Three large, prospective, randomized, controlled clinical trials have demonstrated a 15% to 33% decrease in CRC mortality over an 8- to 13-year period of follow-up in those individuals randomized to undergo FOBT. A positive FOBT result should be followed by colonoscopy.
Stool DNA testing
Stool DNA (sDNA) testing takes advantage of molecular changes or mutations that occur in the carcinogenesis of CRC. DNA shed in the stool is analyzed for molecular changes. Multiple targets, including mutations in KRAS, p53, APC, and BAT 26 (which can be a surrogate marker for MSI), are analyzed. There are no data on the performance of sDNA for screening; however, the test has been shown to be able to detect both significant adenomas and CRCs.
Digital rectal examination
Digital rectal examination should be an integral part of the physical examination. It can detect lesions up to 7 cm from the anal verge.
Sigmoidoscopy
Flexible proctosigmoidoscopy is safe and more comfortable than examination using a rigid proctoscope. Almost 50% of all colorectal neoplasms are within the reach of a 60-cm sigmoidoscope. Even though flexible sigmoidoscopy visualizes only the distal portion of the colorectum, the identification of adenomas can lead to colonoscopy. When we add the percentage of colorectal neoplasms in the distal 60 cm of the colorectum to the percentage of patients with distal polyps leading to complete colonoscopy, 80% of those individuals with a significant neoplasm anywhere in the colorectum can be identified. Four prospective, randomized, controlled trials evaluating flexible sigmoidoscopy for screening have been conducted in the United States and Europe, but not all the results are yet available. In the United Kingdom, in a prospective randomized study of more than 100,000 individuals aged 55 to 64 years, a single flexible sigmoidoscopy reduced CRC incidence by 33% and mortality by 43%. Similar results were reported in the Italian randomized study in which in the per-protocol analysis, CRC incidence was reduced by 31% and CRC-related mortality was reduced by 38% in those individuals aged 55 to 64 years who underwent single flexible sigmoidoscopy compared with controls. Based on the area examined by the sigmoidoscopy, the incidence of distal CRC (rectum and sigmoid colon) was reduced by 50% (hazard ratio [HR] = 0.50; 95% CI, 0.42–0.59; secondary outcome).
Colonoscopy
This color atlas includes images of adenomatous and nonadenomatous polyps, adenocarcinomas, surgical anastomosis, diverticula, lipoma, and scattered and clustered pseudopolyps
Optical. This form of colonoscopy provides information on the mucosa of the entire colon, and its sensitivity in detecting tumors is extremely high.
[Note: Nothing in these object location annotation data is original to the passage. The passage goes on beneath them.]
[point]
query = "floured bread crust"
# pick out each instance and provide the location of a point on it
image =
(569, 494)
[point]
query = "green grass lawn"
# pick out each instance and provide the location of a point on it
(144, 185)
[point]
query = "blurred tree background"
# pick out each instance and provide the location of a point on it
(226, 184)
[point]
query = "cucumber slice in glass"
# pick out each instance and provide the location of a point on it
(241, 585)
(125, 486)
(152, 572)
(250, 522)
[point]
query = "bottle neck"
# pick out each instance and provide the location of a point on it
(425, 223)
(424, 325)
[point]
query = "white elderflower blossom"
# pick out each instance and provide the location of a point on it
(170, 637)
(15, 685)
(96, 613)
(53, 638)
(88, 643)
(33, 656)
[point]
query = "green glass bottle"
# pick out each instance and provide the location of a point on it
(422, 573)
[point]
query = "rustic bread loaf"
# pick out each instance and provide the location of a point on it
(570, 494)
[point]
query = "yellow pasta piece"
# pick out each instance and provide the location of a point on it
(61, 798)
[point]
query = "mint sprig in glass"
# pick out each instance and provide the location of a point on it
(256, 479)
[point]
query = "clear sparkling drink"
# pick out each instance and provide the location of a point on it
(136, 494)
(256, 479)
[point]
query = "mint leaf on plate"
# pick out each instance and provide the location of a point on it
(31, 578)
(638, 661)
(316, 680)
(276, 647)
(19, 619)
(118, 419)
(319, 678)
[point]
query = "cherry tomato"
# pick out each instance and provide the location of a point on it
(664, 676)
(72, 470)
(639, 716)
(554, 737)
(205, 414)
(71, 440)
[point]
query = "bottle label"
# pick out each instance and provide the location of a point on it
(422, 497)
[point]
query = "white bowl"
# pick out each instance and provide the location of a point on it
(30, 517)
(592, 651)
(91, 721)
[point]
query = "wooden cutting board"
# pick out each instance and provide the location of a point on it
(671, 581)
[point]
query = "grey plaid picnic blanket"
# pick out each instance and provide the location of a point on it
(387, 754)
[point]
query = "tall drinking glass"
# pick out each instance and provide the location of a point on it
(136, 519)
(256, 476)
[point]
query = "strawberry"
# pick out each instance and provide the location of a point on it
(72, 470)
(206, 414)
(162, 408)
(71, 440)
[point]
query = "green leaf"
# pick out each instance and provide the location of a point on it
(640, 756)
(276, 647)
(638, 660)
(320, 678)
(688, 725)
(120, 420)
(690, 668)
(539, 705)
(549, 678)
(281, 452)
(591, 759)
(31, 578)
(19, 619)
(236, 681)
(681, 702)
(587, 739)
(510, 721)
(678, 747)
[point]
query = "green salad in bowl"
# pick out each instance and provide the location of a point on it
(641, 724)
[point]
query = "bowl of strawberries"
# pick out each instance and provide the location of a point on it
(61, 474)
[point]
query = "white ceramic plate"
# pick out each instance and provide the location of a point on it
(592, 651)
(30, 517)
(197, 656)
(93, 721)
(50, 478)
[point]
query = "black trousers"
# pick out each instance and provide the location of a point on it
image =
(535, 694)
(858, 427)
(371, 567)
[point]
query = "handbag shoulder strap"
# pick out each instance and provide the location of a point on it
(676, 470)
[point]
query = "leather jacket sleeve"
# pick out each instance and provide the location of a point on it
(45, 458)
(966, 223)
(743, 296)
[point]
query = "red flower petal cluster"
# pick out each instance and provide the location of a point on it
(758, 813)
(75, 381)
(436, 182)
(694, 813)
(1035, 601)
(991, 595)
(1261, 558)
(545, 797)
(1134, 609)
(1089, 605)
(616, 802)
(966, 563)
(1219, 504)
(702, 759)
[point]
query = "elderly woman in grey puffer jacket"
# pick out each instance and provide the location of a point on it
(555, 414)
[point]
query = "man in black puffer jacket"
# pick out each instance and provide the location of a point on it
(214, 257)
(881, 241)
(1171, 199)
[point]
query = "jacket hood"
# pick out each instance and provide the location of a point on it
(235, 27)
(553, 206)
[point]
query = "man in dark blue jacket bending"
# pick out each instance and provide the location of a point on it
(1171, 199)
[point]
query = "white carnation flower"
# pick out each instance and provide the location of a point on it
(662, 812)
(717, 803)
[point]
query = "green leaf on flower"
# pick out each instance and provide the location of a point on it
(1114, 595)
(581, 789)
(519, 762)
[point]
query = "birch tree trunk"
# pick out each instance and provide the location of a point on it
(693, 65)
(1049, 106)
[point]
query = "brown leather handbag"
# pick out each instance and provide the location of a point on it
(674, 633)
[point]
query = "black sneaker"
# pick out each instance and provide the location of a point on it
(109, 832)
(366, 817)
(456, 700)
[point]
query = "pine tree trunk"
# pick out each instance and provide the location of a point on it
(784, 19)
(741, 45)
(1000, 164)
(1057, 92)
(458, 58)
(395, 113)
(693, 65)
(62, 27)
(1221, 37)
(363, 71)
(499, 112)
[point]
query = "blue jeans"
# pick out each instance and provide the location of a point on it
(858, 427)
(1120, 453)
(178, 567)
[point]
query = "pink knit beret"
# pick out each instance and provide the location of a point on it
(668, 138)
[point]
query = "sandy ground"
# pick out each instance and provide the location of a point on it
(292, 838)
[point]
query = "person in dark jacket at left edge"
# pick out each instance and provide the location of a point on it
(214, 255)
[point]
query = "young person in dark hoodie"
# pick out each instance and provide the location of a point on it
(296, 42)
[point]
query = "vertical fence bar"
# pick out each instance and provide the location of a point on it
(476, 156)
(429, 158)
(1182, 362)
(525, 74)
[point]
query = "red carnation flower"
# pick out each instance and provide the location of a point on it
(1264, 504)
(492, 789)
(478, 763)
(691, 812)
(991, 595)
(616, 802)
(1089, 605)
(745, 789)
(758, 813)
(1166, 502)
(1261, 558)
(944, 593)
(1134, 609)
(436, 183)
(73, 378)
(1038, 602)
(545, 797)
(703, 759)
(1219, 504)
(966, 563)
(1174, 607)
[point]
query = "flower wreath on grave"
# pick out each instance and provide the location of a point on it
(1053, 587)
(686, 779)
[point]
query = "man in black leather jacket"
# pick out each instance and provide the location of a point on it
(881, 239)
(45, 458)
Most physicians consider colonoscopy to be the best screening modality for CRC. Colonoscopy can be used to obtain biopsy specimens of adenomas and carcinomas and permits the excision of adenomatous polyps. For this reason, colonoscopy is the only screening modality ever shown to reduce the incidence of cancer in screened individuals. Colonoscopy is the best follow-up strategy for evaluating patients with a positive gFOBT and the best screening modality for high-risk patients.
Limitations of colonoscopy include its inability to detect some polyps and small lesions because of blind corners and mucosal folds and the fact that sometimes the cecum cannot be reached. A supplementary double-contrast barium enema may be needed if a colonoscopic examination fails to reach the cecum.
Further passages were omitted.